Le low-tech : une technologie d’avenir ?
Interview de Thierry Collin, Partner-Team Manager chez Betic Ingénieurs-Conseils.
High-tech, low-tech… Des définitions multiples, qui se croisent, s’entrecroisent. Mais doit-on vraiment faire totalement abstraction de l’une, de l’autre, pour imaginer ces écosystèmes, ces nouveaux lieux de vie constituant une solution d’avenir pour préserver l’environnement ? Si la première se veut couramment définie comme l’ensemble des technologies et techniques les plus avancées, et la seconde, comme reposant sur des technologies simples qui ne sont pas commandées par des machines, la ligne de démarcation entre ces deux approches est-elle aussi simple ? Thierry Collin revient sur la relation entre low-tech et high-tech, notamment appliquée au secteur de la construction.
Low-tech, une définition pas si évidente ?
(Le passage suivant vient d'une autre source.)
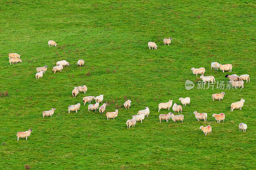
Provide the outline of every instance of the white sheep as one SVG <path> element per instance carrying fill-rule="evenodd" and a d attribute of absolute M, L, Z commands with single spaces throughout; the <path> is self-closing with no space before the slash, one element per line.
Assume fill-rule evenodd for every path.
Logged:
<path fill-rule="evenodd" d="M 234 109 L 239 109 L 239 110 L 242 110 L 242 107 L 244 106 L 244 103 L 245 101 L 243 99 L 241 99 L 241 100 L 239 101 L 232 103 L 231 104 L 231 106 L 230 106 L 231 108 L 230 111 L 231 112 L 233 112 Z"/>

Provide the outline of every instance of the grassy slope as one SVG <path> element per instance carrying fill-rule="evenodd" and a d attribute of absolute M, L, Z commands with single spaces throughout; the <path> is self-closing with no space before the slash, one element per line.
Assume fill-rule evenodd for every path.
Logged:
<path fill-rule="evenodd" d="M 2 2 L 0 90 L 9 94 L 0 98 L 0 142 L 7 144 L 0 146 L 2 168 L 23 169 L 30 163 L 35 169 L 255 167 L 255 4 L 67 1 Z M 171 46 L 163 46 L 170 36 Z M 49 48 L 50 40 L 59 46 Z M 157 50 L 149 50 L 149 41 Z M 21 54 L 22 62 L 9 65 L 11 52 Z M 79 59 L 86 67 L 76 66 Z M 53 74 L 52 67 L 62 59 L 71 65 Z M 214 61 L 232 64 L 232 73 L 248 74 L 251 83 L 242 90 L 186 90 L 186 80 L 196 80 L 194 66 L 227 81 L 226 73 L 209 70 Z M 43 78 L 35 80 L 36 67 L 46 64 Z M 119 108 L 114 121 L 88 113 L 87 104 L 68 114 L 68 106 L 82 103 L 85 96 L 72 98 L 73 87 L 83 84 L 86 95 L 115 100 L 107 111 L 122 106 L 125 96 L 132 106 Z M 213 102 L 212 94 L 222 91 L 223 100 Z M 158 103 L 173 99 L 180 104 L 181 96 L 191 99 L 183 108 L 184 123 L 159 123 Z M 241 98 L 246 101 L 242 110 L 230 112 L 230 103 Z M 126 120 L 147 106 L 149 117 L 127 130 Z M 42 111 L 52 107 L 53 117 L 43 119 Z M 208 121 L 196 121 L 195 110 L 207 112 Z M 217 124 L 211 115 L 221 112 L 225 123 Z M 241 122 L 248 126 L 245 133 L 239 131 Z M 199 128 L 208 124 L 212 134 L 205 137 Z M 29 128 L 28 140 L 17 142 L 17 132 Z"/>

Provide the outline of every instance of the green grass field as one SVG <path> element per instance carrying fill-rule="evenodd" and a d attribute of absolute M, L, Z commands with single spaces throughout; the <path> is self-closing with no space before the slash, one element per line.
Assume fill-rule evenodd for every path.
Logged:
<path fill-rule="evenodd" d="M 1 3 L 0 92 L 9 95 L 0 96 L 0 169 L 24 169 L 27 164 L 33 169 L 255 168 L 255 2 Z M 169 37 L 170 45 L 164 46 Z M 49 48 L 50 40 L 57 47 Z M 150 41 L 156 50 L 149 49 Z M 20 55 L 22 63 L 10 65 L 11 53 Z M 76 65 L 79 59 L 83 67 Z M 70 66 L 53 74 L 62 60 Z M 228 73 L 211 70 L 214 61 L 232 64 L 229 73 L 248 74 L 250 83 L 243 89 L 216 84 L 197 89 L 193 67 L 204 67 L 205 75 L 227 85 Z M 46 64 L 42 78 L 35 80 L 36 67 Z M 187 80 L 195 83 L 193 89 L 185 89 Z M 83 85 L 86 94 L 73 98 L 74 87 Z M 212 94 L 221 91 L 223 100 L 213 101 Z M 118 109 L 115 120 L 84 106 L 84 97 L 100 94 L 108 103 L 107 112 Z M 181 104 L 181 97 L 191 99 L 182 106 L 183 123 L 160 123 L 159 114 L 168 111 L 158 112 L 158 103 Z M 241 98 L 242 110 L 230 112 L 231 103 Z M 132 101 L 127 110 L 125 99 Z M 78 102 L 77 113 L 68 114 L 68 106 Z M 126 121 L 146 106 L 148 117 L 127 129 Z M 52 117 L 43 119 L 52 107 Z M 206 113 L 207 122 L 197 122 L 195 111 Z M 220 113 L 226 119 L 217 124 L 212 115 Z M 241 122 L 247 125 L 245 133 L 239 131 Z M 199 128 L 208 125 L 212 134 L 205 136 Z M 28 140 L 18 141 L 17 133 L 29 128 Z"/>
Pour bon nombre, low-tech signifie purement le contraire de high-tech. Je n’ai pas un avis si tranché. En tant que bureau d’ingénieurs-conseils en génie technique et en advanced engineering, ce que nous gardons en tête est le besoin de l’utilisateur final. Nous devons être capables de lui offrir un espace de vie confortable, qui corresponde à ses besoins de vie, avec un minimum d’empreinte environnementale, voire une empreinte nulle. C’est pourquoi nous nous attachons, sur chacun de nos projets, à offrir dès que possible des solutions optimales, via des techniques simples et efficaces. Pour moi, le low-tech repose sur des concepts intelligents, basés sur des principes physiques fondamentaux. Il peut recourir à des technologies traditionnelles simples, qui ne sont pas pilotées par des machines, mais c’est aussi utiliser des technologies avancées comme des installations photovoltaïques fonctionnant sur un mode de vie à faible consommation énergétique par exemple. Pourtant, pour certains, ces installations photovoltaïques seraient considérées comme de la high-tech.
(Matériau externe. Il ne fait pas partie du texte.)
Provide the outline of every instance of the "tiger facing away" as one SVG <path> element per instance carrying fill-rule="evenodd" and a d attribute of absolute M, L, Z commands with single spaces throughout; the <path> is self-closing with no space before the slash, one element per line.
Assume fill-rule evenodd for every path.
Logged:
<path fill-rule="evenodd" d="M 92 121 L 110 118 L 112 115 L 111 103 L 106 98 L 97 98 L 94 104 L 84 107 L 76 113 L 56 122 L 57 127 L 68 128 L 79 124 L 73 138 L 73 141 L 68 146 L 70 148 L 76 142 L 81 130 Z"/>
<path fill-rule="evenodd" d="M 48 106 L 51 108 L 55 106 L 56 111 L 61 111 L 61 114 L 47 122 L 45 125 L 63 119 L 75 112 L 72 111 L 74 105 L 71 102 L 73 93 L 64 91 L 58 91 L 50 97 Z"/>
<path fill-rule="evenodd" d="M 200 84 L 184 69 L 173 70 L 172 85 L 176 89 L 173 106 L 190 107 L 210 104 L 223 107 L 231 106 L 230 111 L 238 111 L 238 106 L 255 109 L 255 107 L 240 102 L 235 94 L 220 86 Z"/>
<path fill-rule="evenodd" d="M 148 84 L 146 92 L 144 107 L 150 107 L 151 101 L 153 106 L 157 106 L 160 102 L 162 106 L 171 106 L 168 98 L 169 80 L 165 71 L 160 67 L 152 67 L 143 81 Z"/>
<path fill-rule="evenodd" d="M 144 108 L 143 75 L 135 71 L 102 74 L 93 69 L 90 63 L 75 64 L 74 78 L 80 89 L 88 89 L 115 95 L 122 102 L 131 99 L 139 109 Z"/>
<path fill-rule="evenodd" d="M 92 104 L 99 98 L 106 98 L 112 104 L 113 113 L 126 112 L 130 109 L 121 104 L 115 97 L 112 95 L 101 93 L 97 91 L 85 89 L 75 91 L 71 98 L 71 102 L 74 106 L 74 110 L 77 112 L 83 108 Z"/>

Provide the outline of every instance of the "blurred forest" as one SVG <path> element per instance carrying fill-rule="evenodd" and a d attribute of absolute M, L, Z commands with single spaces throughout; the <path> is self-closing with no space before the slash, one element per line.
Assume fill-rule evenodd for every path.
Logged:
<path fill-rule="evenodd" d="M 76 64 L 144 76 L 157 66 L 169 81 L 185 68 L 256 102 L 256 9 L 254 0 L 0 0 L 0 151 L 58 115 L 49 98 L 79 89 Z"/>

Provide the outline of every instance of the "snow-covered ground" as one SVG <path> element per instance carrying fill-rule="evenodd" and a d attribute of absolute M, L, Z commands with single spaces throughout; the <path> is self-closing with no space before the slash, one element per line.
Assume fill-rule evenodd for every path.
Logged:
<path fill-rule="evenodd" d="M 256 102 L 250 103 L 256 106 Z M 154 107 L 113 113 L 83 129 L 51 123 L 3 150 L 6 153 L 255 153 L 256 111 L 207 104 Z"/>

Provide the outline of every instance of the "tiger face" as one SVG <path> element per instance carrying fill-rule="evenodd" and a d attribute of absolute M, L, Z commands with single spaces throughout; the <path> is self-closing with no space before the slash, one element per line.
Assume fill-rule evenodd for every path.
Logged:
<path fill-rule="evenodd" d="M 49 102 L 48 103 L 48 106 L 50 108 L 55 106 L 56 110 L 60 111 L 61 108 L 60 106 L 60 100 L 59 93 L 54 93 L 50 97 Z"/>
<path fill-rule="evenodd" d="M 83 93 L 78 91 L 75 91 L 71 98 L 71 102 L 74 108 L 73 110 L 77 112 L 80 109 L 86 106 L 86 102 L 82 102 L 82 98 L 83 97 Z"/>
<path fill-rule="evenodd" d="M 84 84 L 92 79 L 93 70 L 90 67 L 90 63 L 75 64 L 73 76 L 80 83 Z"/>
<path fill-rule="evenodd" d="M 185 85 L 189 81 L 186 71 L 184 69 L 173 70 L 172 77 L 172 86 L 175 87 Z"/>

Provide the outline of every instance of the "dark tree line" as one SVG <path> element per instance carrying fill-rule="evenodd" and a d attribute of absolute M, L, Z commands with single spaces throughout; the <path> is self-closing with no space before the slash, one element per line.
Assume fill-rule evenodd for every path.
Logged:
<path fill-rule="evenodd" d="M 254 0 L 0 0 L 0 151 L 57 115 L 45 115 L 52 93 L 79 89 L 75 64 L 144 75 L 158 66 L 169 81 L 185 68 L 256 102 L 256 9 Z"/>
Qu’entendez-vous alors par high-tech ?
Le high-tech désigne davantage ces technologies de pointe, complexes, fondées sur la science. Elles ont énormément à apporter au secteur de la construction. Si l’on pense tout simplement à nos outils de modélisation 3D, de modélisation dynamique, c’est une avancée high-tech incontestable qui nous aide réellement en phases de conception du projet pour imaginer des bâtiments toujours plus low-tech. Les deux sont imbriqués. Regardez les smarts grids. Ces systèmes de distribution d’énergie électrique intelligents qui ajustent les flux d’électricité entre fournisseurs et consommateurs, nous permettent entre autres d’accueillir et gérer l’arrivée massive et intermittente des énergies renouvelables dans le réseau, pour mieux les distribuer là où la consommation est la plus forte. Ils garantissent ainsi un système électrique rentable et durable avec des pertes faibles, donc une distribution plus efficace de l’électricité. L’apport de cette technologie est des plus significatifs, spécialement en vue du développement mondial, rapide et massif, du parc de véhicules électriques.
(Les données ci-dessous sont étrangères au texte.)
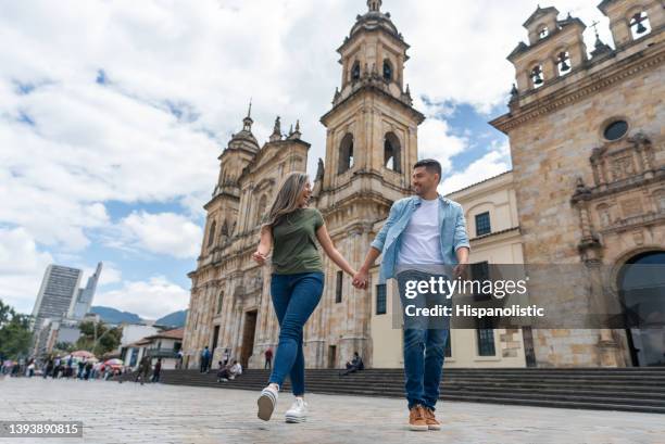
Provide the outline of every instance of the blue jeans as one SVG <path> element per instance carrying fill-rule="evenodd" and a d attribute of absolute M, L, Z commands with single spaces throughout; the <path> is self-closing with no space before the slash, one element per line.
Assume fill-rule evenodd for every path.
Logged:
<path fill-rule="evenodd" d="M 409 318 L 404 313 L 406 305 L 432 307 L 436 304 L 452 306 L 452 300 L 446 293 L 417 294 L 415 299 L 405 296 L 406 281 L 429 281 L 444 275 L 432 275 L 424 271 L 406 270 L 397 275 L 404 317 L 404 389 L 409 409 L 416 404 L 435 410 L 439 398 L 439 384 L 446 358 L 446 344 L 450 334 L 450 318 Z"/>
<path fill-rule="evenodd" d="M 269 382 L 281 388 L 288 373 L 296 396 L 304 394 L 302 329 L 318 305 L 323 288 L 321 271 L 272 276 L 271 295 L 279 321 L 279 344 Z"/>

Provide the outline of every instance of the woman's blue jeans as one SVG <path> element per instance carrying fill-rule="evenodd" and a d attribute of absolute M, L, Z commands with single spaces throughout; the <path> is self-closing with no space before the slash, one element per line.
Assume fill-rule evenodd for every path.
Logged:
<path fill-rule="evenodd" d="M 279 344 L 269 382 L 281 388 L 289 375 L 296 396 L 304 394 L 302 329 L 318 305 L 323 288 L 322 271 L 272 275 L 271 295 L 279 321 Z"/>

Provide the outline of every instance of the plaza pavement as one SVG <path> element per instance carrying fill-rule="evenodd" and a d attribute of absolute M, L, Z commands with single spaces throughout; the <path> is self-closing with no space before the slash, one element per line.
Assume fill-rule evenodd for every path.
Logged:
<path fill-rule="evenodd" d="M 665 416 L 440 402 L 441 431 L 405 429 L 405 402 L 308 394 L 310 419 L 284 422 L 283 393 L 269 422 L 256 393 L 112 381 L 0 379 L 0 420 L 79 420 L 84 437 L 0 443 L 665 443 Z"/>

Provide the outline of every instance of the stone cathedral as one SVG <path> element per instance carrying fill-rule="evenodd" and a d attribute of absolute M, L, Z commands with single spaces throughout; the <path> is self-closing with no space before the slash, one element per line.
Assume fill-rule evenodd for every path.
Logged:
<path fill-rule="evenodd" d="M 594 282 L 614 279 L 616 290 L 616 276 L 595 276 L 600 265 L 663 261 L 665 10 L 661 0 L 605 0 L 599 9 L 610 18 L 614 48 L 597 38 L 588 53 L 585 24 L 569 15 L 560 20 L 554 8 L 539 7 L 524 24 L 528 45 L 509 55 L 517 73 L 510 111 L 490 123 L 510 138 L 513 169 L 447 194 L 464 207 L 472 265 L 584 264 Z M 313 177 L 311 204 L 354 266 L 392 202 L 411 193 L 425 117 L 404 84 L 407 49 L 381 1 L 369 0 L 337 50 L 341 81 L 321 117 L 326 154 Z M 310 143 L 298 123 L 283 134 L 277 117 L 261 147 L 252 124 L 250 105 L 242 129 L 218 157 L 218 180 L 204 206 L 201 255 L 188 275 L 189 367 L 209 346 L 213 363 L 228 350 L 244 367 L 262 368 L 263 352 L 278 342 L 271 268 L 258 266 L 251 254 L 261 216 L 281 178 L 305 170 Z M 369 290 L 359 291 L 323 256 L 325 291 L 304 330 L 308 367 L 339 368 L 356 351 L 368 367 L 401 367 L 401 330 L 392 328 L 390 315 L 398 307 L 376 284 L 378 265 Z M 392 282 L 387 286 L 389 292 Z M 564 300 L 564 286 L 562 292 Z M 643 344 L 654 342 L 642 333 L 452 330 L 447 366 L 654 365 L 654 356 L 665 356 L 665 338 L 661 345 L 656 338 L 647 355 Z"/>

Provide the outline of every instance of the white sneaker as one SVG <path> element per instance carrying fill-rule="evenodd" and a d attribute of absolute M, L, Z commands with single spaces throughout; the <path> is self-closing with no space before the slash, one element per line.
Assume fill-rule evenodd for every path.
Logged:
<path fill-rule="evenodd" d="M 272 385 L 266 386 L 261 391 L 261 396 L 256 401 L 259 405 L 259 418 L 264 421 L 269 421 L 271 416 L 273 416 L 273 411 L 275 410 L 275 406 L 277 405 L 278 392 Z"/>
<path fill-rule="evenodd" d="M 304 422 L 308 420 L 308 403 L 302 397 L 297 397 L 286 413 L 287 422 Z"/>

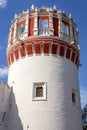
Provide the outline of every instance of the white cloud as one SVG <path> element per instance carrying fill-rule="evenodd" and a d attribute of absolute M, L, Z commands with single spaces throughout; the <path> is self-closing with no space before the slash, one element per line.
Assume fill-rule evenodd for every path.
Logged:
<path fill-rule="evenodd" d="M 0 8 L 5 8 L 7 5 L 7 0 L 0 0 Z"/>
<path fill-rule="evenodd" d="M 4 67 L 4 68 L 0 68 L 0 77 L 5 77 L 8 75 L 8 68 Z"/>
<path fill-rule="evenodd" d="M 83 108 L 87 104 L 87 88 L 81 87 L 80 96 L 81 96 L 81 106 Z"/>

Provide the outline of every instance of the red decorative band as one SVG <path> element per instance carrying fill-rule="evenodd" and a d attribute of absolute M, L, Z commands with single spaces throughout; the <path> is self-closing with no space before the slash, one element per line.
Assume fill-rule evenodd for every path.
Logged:
<path fill-rule="evenodd" d="M 33 55 L 61 56 L 72 61 L 77 67 L 79 66 L 79 53 L 76 48 L 69 44 L 41 39 L 40 41 L 20 43 L 11 48 L 8 51 L 8 66 L 20 58 Z"/>

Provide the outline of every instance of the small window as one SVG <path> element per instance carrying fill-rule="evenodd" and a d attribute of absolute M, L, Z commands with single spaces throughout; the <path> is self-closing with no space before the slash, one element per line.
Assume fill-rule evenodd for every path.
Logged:
<path fill-rule="evenodd" d="M 38 86 L 36 88 L 36 97 L 43 97 L 43 87 Z"/>
<path fill-rule="evenodd" d="M 46 91 L 45 82 L 33 83 L 33 100 L 46 100 Z"/>
<path fill-rule="evenodd" d="M 39 20 L 39 34 L 48 34 L 48 20 Z"/>

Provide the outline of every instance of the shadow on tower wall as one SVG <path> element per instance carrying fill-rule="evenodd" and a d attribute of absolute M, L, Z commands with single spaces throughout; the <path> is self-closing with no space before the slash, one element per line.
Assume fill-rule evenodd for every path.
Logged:
<path fill-rule="evenodd" d="M 23 130 L 23 124 L 19 117 L 19 111 L 13 91 L 11 92 L 11 104 L 8 118 L 8 127 L 5 130 Z"/>

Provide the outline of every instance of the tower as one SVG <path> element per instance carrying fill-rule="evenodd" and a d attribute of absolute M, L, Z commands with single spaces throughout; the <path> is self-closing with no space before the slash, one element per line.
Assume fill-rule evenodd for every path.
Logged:
<path fill-rule="evenodd" d="M 82 130 L 78 30 L 71 15 L 56 6 L 15 15 L 7 59 L 13 86 L 8 130 Z"/>

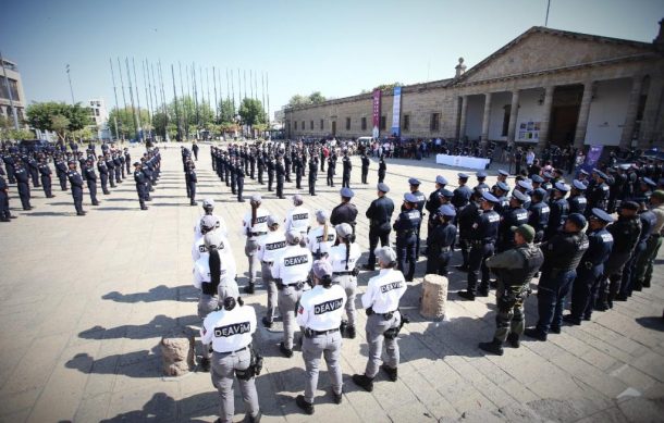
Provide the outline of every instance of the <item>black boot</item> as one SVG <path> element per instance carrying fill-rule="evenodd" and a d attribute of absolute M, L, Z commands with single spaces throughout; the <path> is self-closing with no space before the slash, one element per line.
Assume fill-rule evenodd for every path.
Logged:
<path fill-rule="evenodd" d="M 388 378 L 396 382 L 396 368 L 391 368 L 388 364 L 381 364 L 380 369 L 388 374 Z"/>
<path fill-rule="evenodd" d="M 360 386 L 368 393 L 373 390 L 373 378 L 367 377 L 364 374 L 354 374 L 353 382 L 355 382 L 357 386 Z"/>
<path fill-rule="evenodd" d="M 507 335 L 507 344 L 509 344 L 512 348 L 519 348 L 521 346 L 521 343 L 519 341 L 519 336 L 514 332 Z"/>
<path fill-rule="evenodd" d="M 481 350 L 496 356 L 503 354 L 503 343 L 497 339 L 493 339 L 491 343 L 480 343 L 479 347 Z"/>
<path fill-rule="evenodd" d="M 307 402 L 304 395 L 298 395 L 297 398 L 295 398 L 295 403 L 297 407 L 303 409 L 305 413 L 309 415 L 313 414 L 313 405 L 311 402 Z"/>

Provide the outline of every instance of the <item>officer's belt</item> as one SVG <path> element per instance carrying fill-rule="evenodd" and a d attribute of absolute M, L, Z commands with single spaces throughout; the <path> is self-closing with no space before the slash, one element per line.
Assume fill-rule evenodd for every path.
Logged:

Concrètement, pouvez-vous nous parler de ces techniques low-tech, mais high-tech, appliquées à vos projets ?
Le Lycée Technique pour Professions de Santé à Ettelbruck illustre bien cette relation entre low-tech et high-tech. Initié par l’administration des Bâtiments publics, et conduit avec les bureaux Fabeck Architectes et Daedalus Engineering pour le génie statique, cet établissement accueille près de 430 élèves dans 16 salles de classe et 6 salles d’enseignement clinique. Il est véritablement une vitrine d’innovations et en même temps des plus low-tech. Conçu selon les principes définis pour les constructions à énergie positive, il intègre également dans sa conception l’énergie grise, à savoir l’énergie primaire non renouvelable nécessaire à sa construction, et à sa démolition et produit plus d’énergie qu’il n’en consomme. Beaucoup de techniques ou du moins de concepts techniques pourraient être soulignés comme les ventilo-convecteurs, très basse consommation qui ont été installés. Ceux-ci puisent l’air frais des couloirs et le pulsent dans les autres locaux. Le couloir fait ainsi office de gaine de ventilation, ce qui évite l’installation d’un système classique de gainage métallique. Nous avons donc utilisé beaucoup moins de matériaux pour une efficacité identique, ce qui n’aurait pas été possible sans une approche technique pointue, appuyée par un produit high-tech, en l’occurrence les ventilo-convecteurs… In fine, le high-tech est au service du low-tech !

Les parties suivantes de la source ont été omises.